エリート弁護士との艶めく一夜に愛の結晶を宿しました
 車酔いってこんな気分? 

 初めての感覚に、やはりついてきてもらったのは正解だったかもしれないと思う。

「いつも……ごめんね」

 目を閉じると、そっと手を重ねられた気がした。

 内科は混んでおらず、すぐに診察室に呼ばれる。このクリニックは漢方にも力を入れていて患者に寄り添った診察をしてくれると評判だ。

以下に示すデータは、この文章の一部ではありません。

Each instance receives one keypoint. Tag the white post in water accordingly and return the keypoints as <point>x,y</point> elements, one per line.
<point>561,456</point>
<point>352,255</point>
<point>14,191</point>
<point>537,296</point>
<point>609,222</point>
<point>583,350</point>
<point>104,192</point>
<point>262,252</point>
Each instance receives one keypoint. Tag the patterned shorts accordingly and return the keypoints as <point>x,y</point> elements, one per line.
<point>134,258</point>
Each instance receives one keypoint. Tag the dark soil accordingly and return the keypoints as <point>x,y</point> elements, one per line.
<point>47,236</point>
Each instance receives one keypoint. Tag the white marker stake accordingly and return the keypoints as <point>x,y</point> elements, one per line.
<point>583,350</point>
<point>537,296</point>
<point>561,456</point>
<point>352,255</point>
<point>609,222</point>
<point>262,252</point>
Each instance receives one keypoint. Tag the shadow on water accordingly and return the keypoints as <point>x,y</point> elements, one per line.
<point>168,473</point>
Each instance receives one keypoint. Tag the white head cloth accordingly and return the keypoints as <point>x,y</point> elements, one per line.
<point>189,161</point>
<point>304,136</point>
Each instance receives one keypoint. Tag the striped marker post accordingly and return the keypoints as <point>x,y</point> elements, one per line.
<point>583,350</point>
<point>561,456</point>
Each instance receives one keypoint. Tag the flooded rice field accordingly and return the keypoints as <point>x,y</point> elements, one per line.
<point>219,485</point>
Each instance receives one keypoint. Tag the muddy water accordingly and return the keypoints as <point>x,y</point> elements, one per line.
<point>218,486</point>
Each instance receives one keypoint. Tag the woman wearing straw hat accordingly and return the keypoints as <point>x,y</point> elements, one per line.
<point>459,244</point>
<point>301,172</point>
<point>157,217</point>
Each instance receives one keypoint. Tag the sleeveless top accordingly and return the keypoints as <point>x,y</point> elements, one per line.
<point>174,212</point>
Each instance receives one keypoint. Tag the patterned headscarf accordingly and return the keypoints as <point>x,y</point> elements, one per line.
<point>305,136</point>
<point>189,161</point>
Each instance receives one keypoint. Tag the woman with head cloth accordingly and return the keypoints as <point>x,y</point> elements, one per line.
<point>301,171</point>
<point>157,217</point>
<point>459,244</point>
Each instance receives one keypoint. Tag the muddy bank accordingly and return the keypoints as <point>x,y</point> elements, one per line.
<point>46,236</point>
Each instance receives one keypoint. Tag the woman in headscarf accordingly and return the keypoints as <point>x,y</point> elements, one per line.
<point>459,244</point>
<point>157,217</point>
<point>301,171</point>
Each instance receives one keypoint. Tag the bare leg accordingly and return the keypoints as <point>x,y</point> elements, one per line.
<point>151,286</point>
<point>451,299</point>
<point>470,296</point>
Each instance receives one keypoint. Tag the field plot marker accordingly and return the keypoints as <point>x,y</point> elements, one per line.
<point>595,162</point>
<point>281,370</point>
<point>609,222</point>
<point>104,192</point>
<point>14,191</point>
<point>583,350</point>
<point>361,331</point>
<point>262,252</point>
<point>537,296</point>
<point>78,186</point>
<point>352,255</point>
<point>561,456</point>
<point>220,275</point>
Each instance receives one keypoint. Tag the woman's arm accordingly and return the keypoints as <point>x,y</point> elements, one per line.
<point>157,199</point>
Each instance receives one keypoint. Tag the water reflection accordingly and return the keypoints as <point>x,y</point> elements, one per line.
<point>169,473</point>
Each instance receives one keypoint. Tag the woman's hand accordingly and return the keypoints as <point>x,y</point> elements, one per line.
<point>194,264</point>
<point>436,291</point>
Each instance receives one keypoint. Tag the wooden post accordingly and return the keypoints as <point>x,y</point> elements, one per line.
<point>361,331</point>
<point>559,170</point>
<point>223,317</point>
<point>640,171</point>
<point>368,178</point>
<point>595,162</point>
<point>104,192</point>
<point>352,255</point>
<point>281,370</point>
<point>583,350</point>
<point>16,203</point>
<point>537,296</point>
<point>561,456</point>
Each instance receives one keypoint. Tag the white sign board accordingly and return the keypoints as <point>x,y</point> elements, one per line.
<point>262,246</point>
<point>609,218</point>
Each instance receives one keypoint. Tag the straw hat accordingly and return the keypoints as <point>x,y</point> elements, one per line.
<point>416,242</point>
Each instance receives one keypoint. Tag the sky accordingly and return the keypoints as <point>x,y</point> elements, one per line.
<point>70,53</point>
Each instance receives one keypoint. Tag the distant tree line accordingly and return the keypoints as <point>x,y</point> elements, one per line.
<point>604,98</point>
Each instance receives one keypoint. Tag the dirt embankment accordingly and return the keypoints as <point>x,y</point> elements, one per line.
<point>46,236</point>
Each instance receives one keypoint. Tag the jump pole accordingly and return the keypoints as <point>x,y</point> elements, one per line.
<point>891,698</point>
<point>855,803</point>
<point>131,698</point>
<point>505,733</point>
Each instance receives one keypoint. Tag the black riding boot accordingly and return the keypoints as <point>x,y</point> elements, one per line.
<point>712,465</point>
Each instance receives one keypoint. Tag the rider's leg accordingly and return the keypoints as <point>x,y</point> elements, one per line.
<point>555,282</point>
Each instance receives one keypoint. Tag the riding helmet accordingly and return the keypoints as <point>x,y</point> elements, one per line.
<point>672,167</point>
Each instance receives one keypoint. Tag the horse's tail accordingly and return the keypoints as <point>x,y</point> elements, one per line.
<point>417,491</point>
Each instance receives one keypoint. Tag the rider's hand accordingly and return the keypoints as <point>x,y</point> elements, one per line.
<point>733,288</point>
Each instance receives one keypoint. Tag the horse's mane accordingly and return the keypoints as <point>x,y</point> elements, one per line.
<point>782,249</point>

 ついてくと申し出た稀一くんを説得し、車で待ってもらっているので、あまり時間はかけたくない。

 若い男性医師が私の記入した問診票を見ながら軽い調子で質問してくる。

「吐き気はいつ頃から? 吐いたのは一度だけかな?」

 優しく問いかけられ、私は短く答えていく。一通りのお決まりのやりとりをし、先生が看護師さんから渡された用紙を見て、眉を曇らせた。 

「血液検査したけれどウイルス性ではないな、白血球は正常値か」

 いいのか、悪いのか。能天気にかまえていたが、医師の様子に少しだけ不安になる。私の体はどうなっているのだろう。やっぱりストレス?

 切迫した面持ちで医師の話に耳を傾けていると、続けて彼の口からまったく予想外の質問が投げかけられた。 

「……間宮さん、妊娠の可能性は?」

 大きく目を見開く。今の今までその可能性が頭になかったからだ。とっさに否定しそうになったものの言葉が続かない。

 思いつかなかっただけで否定する根拠がないのも事実だ。